You might expect a `convert_model` helper here. There isn't one, and that's a deliberate, evidence-backed
decision — not an omission.

**ONNX (transformers.js):** every model in the matrix is consumed as-is from `onnx-community` / `Xenova` /
`Snowflake`. The community ONNX exports are exactly what the battery loads; there was never a need to convert
our own, so a convert wrapper would be a maintenance surface with no consumer.

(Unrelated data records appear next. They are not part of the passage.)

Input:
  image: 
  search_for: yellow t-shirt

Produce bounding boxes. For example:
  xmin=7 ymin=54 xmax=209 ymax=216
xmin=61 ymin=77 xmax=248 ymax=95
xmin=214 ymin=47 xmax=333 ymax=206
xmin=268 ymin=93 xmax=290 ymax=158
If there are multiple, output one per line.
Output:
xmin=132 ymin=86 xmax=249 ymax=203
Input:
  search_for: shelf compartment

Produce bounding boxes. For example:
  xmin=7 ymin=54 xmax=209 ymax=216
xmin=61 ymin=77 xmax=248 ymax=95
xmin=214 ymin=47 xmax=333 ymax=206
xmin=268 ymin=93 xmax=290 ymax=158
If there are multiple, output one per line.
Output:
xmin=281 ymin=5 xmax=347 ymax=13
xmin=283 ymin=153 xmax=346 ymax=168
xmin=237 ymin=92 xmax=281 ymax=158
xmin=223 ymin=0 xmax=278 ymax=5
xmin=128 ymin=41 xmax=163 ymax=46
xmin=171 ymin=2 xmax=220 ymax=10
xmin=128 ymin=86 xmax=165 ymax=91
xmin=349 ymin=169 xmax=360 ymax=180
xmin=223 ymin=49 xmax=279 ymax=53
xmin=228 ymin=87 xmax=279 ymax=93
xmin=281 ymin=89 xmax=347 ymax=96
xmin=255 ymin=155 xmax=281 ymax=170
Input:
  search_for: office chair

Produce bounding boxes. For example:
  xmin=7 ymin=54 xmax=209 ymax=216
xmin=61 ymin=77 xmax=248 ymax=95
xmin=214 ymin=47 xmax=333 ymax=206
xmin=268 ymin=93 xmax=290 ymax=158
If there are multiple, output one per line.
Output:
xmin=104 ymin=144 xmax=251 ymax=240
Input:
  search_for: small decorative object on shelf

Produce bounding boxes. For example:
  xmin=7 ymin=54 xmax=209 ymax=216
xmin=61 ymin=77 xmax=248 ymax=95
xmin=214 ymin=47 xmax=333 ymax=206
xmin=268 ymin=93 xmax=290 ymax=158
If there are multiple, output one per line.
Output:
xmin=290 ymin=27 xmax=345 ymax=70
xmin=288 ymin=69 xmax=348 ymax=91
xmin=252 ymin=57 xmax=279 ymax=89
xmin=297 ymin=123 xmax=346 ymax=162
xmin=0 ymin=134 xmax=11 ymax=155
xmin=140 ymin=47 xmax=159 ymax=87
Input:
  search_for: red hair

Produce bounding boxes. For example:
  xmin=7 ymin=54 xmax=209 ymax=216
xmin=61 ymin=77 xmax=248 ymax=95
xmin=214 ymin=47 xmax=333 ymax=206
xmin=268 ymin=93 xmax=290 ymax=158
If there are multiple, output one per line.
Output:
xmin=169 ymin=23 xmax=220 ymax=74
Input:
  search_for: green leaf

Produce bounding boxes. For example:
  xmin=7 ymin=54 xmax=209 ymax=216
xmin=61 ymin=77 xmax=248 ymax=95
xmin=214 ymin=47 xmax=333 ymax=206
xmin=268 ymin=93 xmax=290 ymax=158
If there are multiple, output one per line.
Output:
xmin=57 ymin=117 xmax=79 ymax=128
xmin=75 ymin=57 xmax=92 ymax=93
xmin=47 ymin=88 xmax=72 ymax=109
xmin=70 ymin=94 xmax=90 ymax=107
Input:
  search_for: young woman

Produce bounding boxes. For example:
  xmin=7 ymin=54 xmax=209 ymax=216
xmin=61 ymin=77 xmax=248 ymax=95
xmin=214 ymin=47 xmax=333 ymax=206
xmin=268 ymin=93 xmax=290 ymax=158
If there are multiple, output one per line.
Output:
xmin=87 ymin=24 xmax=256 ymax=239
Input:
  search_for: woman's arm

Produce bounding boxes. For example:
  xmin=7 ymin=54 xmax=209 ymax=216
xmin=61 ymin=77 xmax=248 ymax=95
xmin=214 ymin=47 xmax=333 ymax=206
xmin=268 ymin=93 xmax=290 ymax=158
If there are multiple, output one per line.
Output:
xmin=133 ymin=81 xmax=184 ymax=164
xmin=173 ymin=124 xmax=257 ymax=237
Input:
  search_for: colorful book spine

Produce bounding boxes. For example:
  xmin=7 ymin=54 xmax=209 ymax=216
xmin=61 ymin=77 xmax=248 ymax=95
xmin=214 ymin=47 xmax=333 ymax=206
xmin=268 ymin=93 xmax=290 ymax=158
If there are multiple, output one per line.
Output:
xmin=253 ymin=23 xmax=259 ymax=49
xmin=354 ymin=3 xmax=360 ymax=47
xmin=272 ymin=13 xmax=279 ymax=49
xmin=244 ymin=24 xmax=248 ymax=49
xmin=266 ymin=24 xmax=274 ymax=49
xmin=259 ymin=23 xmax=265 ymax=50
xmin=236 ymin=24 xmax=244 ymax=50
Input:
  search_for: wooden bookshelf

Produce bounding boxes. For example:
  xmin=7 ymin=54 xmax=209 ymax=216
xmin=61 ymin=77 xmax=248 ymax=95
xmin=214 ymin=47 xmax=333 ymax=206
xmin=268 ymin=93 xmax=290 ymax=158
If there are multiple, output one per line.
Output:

**LiteRT-LM (`.litertlm`):** browser conversion is a dead end with the public toolchain, proven at the
file-format level (see the [LiteRT-LM page](/batteries/llm/litert) for the full account). The short version:
the `@litert-lm/core` web runtime only runs models whose `model_type` is `tf_lite_artisan_text_decoder` — the
two Gemma `-web` builds Google ships. The public `litert-torch export_hf` CLI emits `tf_lite_prefill_decode`
instead, which the web runtime rejects (`kTfLitePrefillDecode … not supported`). Converting a non-Gemma model
to a browser-runnable `.litertlm` is not possible today, so the matrix consumes the community `.litertlm`
builds directly and a convert script would only promise something it can't deliver.

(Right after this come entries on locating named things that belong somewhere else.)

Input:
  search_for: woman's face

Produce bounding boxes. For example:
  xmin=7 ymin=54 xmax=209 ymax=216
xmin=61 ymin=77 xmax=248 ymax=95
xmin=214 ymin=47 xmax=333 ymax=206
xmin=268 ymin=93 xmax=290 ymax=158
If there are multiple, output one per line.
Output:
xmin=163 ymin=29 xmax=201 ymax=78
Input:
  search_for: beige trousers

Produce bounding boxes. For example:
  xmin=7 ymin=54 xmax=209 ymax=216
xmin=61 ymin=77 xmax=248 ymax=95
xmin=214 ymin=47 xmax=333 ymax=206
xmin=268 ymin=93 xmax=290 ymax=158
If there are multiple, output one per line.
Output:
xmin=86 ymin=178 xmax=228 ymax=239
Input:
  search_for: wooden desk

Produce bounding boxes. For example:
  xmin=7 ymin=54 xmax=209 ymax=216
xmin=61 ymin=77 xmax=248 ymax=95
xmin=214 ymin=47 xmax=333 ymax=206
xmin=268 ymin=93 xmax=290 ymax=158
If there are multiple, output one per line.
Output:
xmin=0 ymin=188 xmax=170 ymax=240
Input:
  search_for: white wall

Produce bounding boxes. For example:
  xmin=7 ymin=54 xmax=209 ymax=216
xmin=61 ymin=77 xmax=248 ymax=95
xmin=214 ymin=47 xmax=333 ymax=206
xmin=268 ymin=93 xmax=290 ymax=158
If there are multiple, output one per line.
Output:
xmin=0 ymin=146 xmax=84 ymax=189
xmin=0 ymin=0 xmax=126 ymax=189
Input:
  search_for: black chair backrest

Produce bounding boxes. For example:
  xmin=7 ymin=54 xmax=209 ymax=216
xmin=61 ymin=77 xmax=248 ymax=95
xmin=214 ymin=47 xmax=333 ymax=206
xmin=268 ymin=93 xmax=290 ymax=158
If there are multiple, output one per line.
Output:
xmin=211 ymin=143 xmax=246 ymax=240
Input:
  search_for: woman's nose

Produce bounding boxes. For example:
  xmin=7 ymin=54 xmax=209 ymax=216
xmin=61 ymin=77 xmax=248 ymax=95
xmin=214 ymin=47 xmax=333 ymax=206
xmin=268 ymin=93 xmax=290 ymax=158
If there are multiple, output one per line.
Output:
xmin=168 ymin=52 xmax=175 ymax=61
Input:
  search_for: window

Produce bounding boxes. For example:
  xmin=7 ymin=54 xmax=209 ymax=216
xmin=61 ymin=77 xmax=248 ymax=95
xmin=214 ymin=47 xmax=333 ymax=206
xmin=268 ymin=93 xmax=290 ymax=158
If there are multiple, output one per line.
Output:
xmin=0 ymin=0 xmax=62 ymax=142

## capture\_tool\_outputs.ts — real output for the big-only families

Some parser families have no small live entry in the matrix — the `qwen3_coder`, `gpt_oss`, and `mistral`
formats only show up in big models that won't run on-device. Hand-written synthetic fixtures for those are a
guess, and we've been burned by guesses. So instead we capture the **real** raw output from the hosted
versions through an OpenAI-compatible proxy and bake it into committed fixtures the parser tests run against
offline.

```bash
pnpm run capture:tools -- --model qwen3-coder-next --family qwen3_coder \
  --base-url "$CAPTURE_BASE_URL" --api-key "$CAPTURE_API_KEY"

pnpm run capture:tools -- --model gpt-oss --family gpt_oss --capture reasoning
```

No URL or key is hard-coded — pass `--base-url`/`--api-key` or set `CAPTURE_BASE_URL`/`CAPTURE_API_KEY`. This is
a dev tool to *refresh* fixtures; the committed JSON in `tests/_fixtures/captured_tool_outputs/` is what the
deterministic, offline parser tests actually consume. It never runs in CI.